As one of Rachmaninoff’s favorite compositions, he even requested that the fifth movement, “Lord, Now Lettest Thou” (“Ньине отпущаеши”/“Nine otpushchayeshi”), be sung at his funeral. This movement has a notorious final descending scale in the low bass line that ends with a sustained B-flat 1 (i.e., the third B-flat below middle C). Rachmaninoff recalled that when he first showed this passage to Nikolai Danilin, conductor of the Moscow Synodal Choir, before the premiere, “Danilin shook his head saying ‘Now where on earth are we to find such basses? They are as rare as asparagus at Christmas!’ Nevertheless, he did find them. I knew the voices of my countrymen.”

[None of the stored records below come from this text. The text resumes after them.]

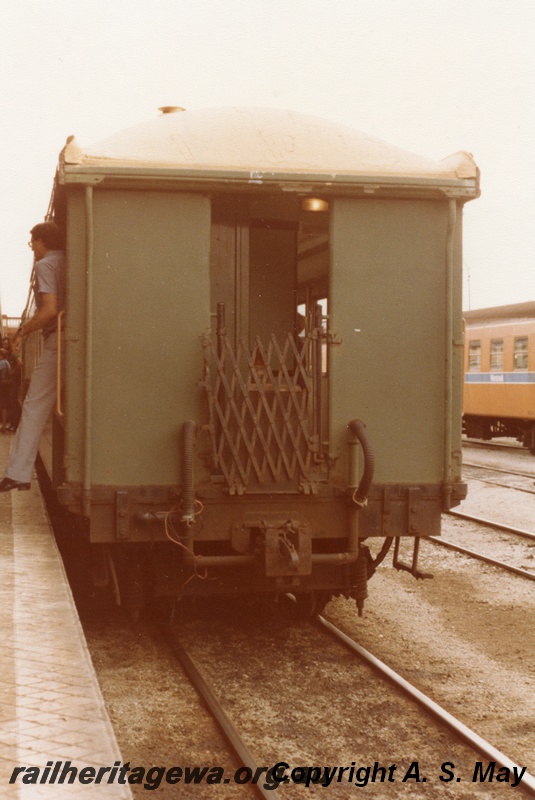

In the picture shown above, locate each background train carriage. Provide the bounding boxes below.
[32,109,479,607]
[463,301,535,455]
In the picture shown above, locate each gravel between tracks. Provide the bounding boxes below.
[77,446,535,800]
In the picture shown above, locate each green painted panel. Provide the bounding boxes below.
[331,199,460,482]
[67,189,210,485]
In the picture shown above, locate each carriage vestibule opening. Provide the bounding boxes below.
[211,194,330,347]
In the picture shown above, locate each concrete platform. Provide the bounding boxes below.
[0,433,132,800]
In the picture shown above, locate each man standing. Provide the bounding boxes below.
[0,222,65,492]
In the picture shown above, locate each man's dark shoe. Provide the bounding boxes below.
[0,478,30,492]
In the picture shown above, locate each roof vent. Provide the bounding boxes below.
[158,106,186,114]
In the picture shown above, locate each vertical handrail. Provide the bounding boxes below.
[444,199,457,510]
[82,186,93,517]
[56,311,65,417]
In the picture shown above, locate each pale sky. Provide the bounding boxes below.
[0,0,535,316]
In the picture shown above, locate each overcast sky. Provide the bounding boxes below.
[0,0,535,315]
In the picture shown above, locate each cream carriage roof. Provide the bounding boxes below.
[63,108,477,181]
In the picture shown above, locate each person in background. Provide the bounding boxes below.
[0,222,65,492]
[0,349,11,433]
[2,338,22,433]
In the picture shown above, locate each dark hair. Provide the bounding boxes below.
[30,222,63,250]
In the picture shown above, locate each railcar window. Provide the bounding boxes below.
[513,336,528,369]
[468,339,481,372]
[490,339,503,372]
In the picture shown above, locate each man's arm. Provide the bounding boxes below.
[12,293,58,347]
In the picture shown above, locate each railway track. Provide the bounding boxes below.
[463,461,535,494]
[163,616,535,798]
[436,511,535,581]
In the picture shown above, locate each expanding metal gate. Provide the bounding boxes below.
[203,307,322,494]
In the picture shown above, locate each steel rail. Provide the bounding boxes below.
[463,461,535,480]
[161,625,282,800]
[445,510,535,540]
[461,439,526,451]
[315,616,535,797]
[425,536,535,581]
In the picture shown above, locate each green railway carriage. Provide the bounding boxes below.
[39,108,479,608]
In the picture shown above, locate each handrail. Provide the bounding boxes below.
[56,311,65,417]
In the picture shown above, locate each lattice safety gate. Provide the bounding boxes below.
[203,312,322,494]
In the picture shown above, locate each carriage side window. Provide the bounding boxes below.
[468,339,481,372]
[513,336,528,369]
[490,339,503,372]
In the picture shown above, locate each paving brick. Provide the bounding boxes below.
[0,437,131,800]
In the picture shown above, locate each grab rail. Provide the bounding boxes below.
[56,311,65,417]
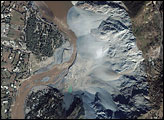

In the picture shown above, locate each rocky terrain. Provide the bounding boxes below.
[1,1,163,119]
[125,1,163,119]
[25,86,84,119]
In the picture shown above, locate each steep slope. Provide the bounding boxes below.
[52,1,150,118]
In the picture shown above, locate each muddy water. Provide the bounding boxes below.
[11,1,77,119]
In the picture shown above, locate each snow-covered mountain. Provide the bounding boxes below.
[54,1,150,118]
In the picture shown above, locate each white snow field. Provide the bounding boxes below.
[53,1,149,118]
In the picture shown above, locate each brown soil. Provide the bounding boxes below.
[11,1,76,119]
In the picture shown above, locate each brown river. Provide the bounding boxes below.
[11,1,77,119]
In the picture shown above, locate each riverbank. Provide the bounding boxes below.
[11,2,76,119]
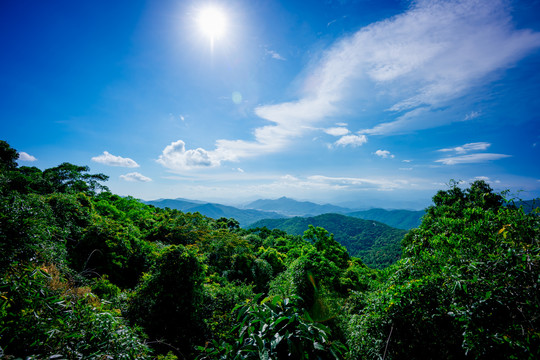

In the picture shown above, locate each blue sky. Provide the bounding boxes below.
[0,0,540,208]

For those already familiar with Rachmaninoff, it’s perhaps worth taking a look at the 20th-century neoromantic composer, Georgy Sviridov. Living most of his life under the Soviet regime, Sviridov wasn’t able to simply publish sacred music. Like many of his contemporaries, he wrote sacred music “into the desk drawer,” knowing that the pieces may never be heard, but he also managed to find clever ways to get around the Soviet censorship system. A 1973 staging of Alexei Tolstoy’s play, “Tsar Fyodor Ioannovich,” a Romantic-era play set in the late 16th century, provided an opportunity to present a trio of sacred choruses at Moscow’s Maly Theater under the guise of incidental music. These Three Choruses — “Rejoice, O Virgin” (“Богородице Дево”/“Bogoroditse Devo”), “Sacred Love” (“Любовь сбятая”/“Liubov sviataya”) and “Verse of Repentance” (“Покаянный стих”/“Pokayanniy stih”) — employ actual liturgical chant melodies, as well as a heterophonic texture stemming from ancient folk singing.

Musica Russica offers these pieces and many more, complete with performance notes, detailed transliterations, English translations, pronunciation tracks and even a DVD called The ABC’s of Russian Diction to help choirs outside of Russia connect not only with the language, but with the entire essence of this deeply soulful and uplifting musical tradition.